Sur le plan fiscal les deux formes de sociétés sont soumises à l'impôt sur les sociétés. 

  • Les bénéfices de la société sont imposés au taux réduit de 15% pour les 38120 premiers euros, puis à 33,33% pour la partie supérieure. 
  • C’est bien la société, et non les associés, qui paie l’impôt. 
  • La rémunération versée au(x) dirigeant(s) est bien déduite du chiffre d’affaire, et ne rentre pas dans le bénéfice imposable à l’IS. 
  • Sur option, la SAS comme la SARL peuvent opter pour une imposition à l’IR, si elles ont moins de 5 ans, et pour cinq années maximum. Le régime particulier de la SARL de famille, toutefois, permet d’être imposé à l’IR de façon indéfinie.

 

La véritable différence va se situer au niveau du régime social du dirigeant.

 

Avec la SARL le gérant majoritaire est un travailleur non salarié (TNS) et donc il se verra affilié au Régime Social des Indépendants pour sa couverture sociale.

 

Ainsi, le taux des cotisations du gérant TNS est d’environ 35%. Ce taux est cependant progressif et peut varier fortement en fonction du niveau de rémunération versé et de l’activité exercée.

 

La couverture sociale (maladie, retraite) des TNS est moins importante que celle dont bénéficient les affiliés au régime général de la Sécurité sociale. Logique, comme ils cotisent moins, ils sont un peu moins bien pris en charge. Exemple : en cas de maladie, les TNS doivent respecter un délai de carence de sept jours avant l'intervention du RSI contre trois jours pour les assimilés salariés qui dépendent du régime général. 

 

Avec la SAS, le président et les mandataires sociaux sont assimilés à des salariés et sont donc affiliés à la CPAM.

 

Dans ce cadre, le dirigeant cotise pour la part salariale et la société pour la part patronale. Le montant de ces cotisations est bien plus important que celles versées dans le cadre du régime TNS. Cependant, ces cotisations sociales ne sont assises que sur les rémunérations.

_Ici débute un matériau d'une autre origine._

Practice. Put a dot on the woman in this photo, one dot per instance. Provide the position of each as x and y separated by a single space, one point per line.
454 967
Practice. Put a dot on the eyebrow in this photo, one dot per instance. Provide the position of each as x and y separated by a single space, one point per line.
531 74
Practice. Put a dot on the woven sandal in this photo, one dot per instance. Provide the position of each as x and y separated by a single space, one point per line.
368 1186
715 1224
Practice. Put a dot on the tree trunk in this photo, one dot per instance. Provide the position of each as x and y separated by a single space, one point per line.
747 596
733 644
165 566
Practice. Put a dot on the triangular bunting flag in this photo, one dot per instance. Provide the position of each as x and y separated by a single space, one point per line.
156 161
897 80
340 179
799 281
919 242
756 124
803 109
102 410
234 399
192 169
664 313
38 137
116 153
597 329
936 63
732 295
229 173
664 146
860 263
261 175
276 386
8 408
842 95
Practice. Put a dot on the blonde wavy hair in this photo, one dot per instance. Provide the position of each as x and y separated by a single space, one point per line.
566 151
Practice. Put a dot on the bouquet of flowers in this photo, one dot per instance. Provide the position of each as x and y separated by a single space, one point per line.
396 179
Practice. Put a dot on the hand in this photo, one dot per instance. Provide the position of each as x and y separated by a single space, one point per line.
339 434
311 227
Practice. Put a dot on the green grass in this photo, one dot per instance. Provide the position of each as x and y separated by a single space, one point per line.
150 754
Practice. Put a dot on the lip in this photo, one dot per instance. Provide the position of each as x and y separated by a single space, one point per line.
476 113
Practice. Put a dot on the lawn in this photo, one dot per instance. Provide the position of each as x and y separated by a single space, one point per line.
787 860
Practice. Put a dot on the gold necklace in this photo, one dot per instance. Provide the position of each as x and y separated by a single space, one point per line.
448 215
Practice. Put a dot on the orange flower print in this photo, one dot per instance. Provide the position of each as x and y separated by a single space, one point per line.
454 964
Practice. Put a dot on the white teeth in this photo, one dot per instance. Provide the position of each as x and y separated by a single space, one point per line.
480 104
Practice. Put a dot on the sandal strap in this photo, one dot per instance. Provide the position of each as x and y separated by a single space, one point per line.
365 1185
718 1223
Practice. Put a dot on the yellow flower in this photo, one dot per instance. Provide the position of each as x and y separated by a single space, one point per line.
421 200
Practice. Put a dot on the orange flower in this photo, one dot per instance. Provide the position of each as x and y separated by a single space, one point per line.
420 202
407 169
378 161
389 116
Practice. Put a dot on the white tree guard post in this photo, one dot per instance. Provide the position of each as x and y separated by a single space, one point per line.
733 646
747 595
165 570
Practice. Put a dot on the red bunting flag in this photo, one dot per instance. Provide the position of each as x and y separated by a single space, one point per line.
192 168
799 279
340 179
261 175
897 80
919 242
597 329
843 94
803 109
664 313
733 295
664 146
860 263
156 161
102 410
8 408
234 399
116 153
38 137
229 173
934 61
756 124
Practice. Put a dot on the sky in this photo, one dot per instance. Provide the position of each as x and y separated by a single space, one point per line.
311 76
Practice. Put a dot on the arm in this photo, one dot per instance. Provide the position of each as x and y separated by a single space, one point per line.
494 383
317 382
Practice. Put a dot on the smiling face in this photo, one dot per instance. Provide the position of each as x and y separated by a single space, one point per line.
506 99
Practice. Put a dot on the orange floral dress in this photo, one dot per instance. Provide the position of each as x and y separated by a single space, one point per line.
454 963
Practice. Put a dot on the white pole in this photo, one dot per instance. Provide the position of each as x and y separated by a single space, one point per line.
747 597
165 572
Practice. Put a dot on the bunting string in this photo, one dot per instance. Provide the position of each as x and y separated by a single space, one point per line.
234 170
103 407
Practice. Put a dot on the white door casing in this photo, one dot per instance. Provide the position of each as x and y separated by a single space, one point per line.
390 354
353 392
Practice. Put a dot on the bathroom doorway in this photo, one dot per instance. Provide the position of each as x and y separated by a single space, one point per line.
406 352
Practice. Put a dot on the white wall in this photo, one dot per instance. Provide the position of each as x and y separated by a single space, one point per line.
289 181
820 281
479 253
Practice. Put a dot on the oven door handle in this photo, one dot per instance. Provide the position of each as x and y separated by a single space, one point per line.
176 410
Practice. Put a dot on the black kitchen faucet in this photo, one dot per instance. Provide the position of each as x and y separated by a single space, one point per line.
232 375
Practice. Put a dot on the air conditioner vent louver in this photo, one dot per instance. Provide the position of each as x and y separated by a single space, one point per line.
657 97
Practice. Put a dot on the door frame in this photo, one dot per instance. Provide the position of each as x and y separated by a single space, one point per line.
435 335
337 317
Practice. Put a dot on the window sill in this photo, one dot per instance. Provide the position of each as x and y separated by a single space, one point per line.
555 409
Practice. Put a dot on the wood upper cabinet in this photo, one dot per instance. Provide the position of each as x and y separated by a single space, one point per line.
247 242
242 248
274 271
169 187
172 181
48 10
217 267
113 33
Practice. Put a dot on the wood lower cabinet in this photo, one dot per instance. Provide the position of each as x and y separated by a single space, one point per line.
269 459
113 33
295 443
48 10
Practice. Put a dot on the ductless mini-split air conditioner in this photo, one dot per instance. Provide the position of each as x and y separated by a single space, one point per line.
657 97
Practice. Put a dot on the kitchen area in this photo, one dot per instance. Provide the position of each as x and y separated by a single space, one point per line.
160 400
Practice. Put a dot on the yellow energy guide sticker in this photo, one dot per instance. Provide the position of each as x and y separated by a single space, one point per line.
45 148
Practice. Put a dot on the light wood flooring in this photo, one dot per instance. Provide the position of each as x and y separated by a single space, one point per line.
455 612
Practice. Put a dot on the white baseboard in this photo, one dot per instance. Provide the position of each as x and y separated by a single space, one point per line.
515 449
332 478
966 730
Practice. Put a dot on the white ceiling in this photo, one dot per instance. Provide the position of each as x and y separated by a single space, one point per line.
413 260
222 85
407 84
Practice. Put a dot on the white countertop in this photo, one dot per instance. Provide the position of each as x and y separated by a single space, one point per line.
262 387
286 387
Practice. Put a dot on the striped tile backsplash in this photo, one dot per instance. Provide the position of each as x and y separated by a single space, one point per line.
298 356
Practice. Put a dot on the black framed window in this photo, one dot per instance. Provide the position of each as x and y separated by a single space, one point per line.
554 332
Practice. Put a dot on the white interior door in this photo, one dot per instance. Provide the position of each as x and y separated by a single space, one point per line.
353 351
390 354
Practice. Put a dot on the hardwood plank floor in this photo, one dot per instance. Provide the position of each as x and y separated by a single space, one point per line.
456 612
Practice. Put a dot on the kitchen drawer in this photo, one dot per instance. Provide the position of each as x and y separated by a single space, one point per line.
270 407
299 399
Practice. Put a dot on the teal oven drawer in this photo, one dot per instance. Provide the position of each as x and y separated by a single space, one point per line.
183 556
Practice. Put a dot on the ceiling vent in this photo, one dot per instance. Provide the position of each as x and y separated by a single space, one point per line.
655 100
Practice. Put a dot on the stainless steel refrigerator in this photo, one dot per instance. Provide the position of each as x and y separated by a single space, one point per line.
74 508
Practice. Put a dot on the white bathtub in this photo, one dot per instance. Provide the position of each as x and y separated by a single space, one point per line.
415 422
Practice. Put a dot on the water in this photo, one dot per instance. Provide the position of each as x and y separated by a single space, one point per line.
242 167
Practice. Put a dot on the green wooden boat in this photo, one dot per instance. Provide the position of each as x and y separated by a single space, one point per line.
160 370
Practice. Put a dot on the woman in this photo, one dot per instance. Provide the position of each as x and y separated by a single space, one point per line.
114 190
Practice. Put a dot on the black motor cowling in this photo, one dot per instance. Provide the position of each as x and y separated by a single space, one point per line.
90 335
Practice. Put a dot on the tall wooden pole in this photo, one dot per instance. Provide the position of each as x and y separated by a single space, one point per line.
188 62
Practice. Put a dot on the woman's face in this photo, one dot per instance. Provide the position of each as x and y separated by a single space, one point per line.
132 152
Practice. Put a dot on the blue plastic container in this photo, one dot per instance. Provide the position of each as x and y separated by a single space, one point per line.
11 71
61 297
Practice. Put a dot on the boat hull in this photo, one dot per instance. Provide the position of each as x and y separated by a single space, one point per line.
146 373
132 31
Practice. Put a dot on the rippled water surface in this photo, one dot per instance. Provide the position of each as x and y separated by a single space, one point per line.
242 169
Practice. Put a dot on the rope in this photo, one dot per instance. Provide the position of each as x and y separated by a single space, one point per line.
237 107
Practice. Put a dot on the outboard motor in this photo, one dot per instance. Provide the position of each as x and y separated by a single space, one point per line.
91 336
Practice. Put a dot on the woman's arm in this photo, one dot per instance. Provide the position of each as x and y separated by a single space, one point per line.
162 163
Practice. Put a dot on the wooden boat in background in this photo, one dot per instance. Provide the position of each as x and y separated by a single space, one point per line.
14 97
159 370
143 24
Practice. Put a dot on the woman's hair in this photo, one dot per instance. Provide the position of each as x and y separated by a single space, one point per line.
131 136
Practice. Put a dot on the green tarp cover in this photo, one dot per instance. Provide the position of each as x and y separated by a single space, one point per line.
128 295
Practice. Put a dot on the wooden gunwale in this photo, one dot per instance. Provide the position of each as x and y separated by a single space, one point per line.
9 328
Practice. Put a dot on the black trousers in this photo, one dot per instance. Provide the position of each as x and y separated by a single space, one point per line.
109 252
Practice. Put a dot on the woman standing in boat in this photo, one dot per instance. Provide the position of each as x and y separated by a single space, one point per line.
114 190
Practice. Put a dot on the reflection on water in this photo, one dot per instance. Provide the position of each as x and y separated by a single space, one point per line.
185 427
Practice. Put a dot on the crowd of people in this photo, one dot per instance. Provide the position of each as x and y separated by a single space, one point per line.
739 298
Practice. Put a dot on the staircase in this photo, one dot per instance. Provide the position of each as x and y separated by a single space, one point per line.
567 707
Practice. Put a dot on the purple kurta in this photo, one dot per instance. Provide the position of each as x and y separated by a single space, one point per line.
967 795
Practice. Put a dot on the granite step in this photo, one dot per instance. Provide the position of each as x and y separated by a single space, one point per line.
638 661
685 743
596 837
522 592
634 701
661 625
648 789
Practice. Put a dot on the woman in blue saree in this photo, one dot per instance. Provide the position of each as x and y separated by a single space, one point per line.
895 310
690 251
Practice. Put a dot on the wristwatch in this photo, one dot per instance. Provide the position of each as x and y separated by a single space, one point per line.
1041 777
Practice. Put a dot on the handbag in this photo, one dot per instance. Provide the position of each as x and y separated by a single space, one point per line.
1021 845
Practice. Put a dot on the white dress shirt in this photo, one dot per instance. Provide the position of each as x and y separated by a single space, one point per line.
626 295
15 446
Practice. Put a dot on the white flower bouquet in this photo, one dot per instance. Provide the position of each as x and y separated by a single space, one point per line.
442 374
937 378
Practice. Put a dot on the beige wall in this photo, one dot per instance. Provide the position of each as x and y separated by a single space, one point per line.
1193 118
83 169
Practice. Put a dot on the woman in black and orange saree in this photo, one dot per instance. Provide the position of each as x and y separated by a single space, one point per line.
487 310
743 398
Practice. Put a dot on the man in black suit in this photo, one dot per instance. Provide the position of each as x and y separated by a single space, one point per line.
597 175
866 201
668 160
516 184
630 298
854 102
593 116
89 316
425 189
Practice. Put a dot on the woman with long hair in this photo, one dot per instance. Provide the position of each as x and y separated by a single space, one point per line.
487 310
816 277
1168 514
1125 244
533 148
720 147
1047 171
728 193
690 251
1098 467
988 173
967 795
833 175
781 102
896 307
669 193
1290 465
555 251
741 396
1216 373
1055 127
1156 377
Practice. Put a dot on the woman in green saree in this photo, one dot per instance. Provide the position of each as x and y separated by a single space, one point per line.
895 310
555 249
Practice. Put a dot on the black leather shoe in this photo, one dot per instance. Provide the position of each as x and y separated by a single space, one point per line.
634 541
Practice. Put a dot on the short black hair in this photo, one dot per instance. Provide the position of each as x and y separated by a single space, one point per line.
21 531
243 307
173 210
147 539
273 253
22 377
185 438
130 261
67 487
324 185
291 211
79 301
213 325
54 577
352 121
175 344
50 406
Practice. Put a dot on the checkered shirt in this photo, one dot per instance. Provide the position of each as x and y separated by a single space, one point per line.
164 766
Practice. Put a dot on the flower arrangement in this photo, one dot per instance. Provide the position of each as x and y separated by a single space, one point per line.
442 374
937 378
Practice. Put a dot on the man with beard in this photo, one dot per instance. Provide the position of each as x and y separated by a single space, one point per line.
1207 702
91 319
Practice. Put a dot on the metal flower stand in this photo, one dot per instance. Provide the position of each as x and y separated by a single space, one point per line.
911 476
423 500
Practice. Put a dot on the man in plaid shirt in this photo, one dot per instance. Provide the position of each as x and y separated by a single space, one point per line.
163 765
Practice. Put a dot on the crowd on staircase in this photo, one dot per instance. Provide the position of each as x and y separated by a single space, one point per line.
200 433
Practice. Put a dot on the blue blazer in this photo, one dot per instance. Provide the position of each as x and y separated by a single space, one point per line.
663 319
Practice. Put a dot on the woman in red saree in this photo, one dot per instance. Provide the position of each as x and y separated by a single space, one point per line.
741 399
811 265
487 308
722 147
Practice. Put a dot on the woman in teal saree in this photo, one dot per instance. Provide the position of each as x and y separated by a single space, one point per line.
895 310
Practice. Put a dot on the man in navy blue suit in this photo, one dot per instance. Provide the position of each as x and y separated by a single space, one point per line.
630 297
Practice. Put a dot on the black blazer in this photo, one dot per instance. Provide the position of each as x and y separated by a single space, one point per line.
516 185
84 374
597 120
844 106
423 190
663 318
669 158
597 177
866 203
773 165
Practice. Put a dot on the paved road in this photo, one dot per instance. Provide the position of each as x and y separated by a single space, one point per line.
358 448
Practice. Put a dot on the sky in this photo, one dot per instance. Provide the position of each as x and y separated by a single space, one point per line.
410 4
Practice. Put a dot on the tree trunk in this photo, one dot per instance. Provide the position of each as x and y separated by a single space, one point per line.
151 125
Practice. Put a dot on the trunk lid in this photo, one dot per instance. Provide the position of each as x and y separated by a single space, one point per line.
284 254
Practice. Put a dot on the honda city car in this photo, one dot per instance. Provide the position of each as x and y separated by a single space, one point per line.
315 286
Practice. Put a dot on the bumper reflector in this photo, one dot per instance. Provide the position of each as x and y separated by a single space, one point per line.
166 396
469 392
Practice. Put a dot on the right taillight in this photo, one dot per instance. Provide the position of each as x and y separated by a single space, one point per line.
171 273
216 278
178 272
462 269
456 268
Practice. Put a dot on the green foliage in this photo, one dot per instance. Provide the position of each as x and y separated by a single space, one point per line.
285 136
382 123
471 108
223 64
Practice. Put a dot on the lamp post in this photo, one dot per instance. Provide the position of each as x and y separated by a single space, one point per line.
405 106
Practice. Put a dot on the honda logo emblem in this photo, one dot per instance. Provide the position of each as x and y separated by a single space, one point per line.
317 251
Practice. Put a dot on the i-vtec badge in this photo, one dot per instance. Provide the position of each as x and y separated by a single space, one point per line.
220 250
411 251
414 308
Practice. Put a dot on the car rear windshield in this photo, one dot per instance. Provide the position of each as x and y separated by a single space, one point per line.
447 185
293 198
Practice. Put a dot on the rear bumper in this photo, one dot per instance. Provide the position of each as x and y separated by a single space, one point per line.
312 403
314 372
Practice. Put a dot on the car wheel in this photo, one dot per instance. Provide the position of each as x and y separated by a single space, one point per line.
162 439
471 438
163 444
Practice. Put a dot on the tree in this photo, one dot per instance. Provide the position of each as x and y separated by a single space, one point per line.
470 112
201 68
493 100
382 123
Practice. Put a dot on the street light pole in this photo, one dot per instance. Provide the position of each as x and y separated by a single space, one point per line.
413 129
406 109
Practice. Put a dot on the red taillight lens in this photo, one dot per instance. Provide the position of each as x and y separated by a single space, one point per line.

Le taux moyen global des cotisations sociales est d'environ 54%.

 

La grande différence entre les deux statuts est celle de la retraite :

  • Un président de SAS cotise avec les mêmes taux et selon les mêmes modalités que les salariés. Conséquence, à rémunération égale, un président de SAS accumule plus de points de retraite dans les régimes obligatoires qu’un gérant de SARL,

  • Un gérant de SARL bénéficiera d’une retraite moindre en terme de rente quand il fera valoir ses droits. Dans certaines situations, spécifiquement si l'entrepreneur doit encore cotiser un certain nombre d'années, il est conseillé de privilégier le statut de TNS, donc gérant majoritaire d’une SARL. Un gérant de SARL fait des économies substantielles sur ses cotisations obligatoires, qu’il peut réinvestir en cotisations facultatives. Dans cette option, réinvestir une partie de la différence de coût des cotisations permet de compenser le différentiel de retraite, et même d’aller au-delà !.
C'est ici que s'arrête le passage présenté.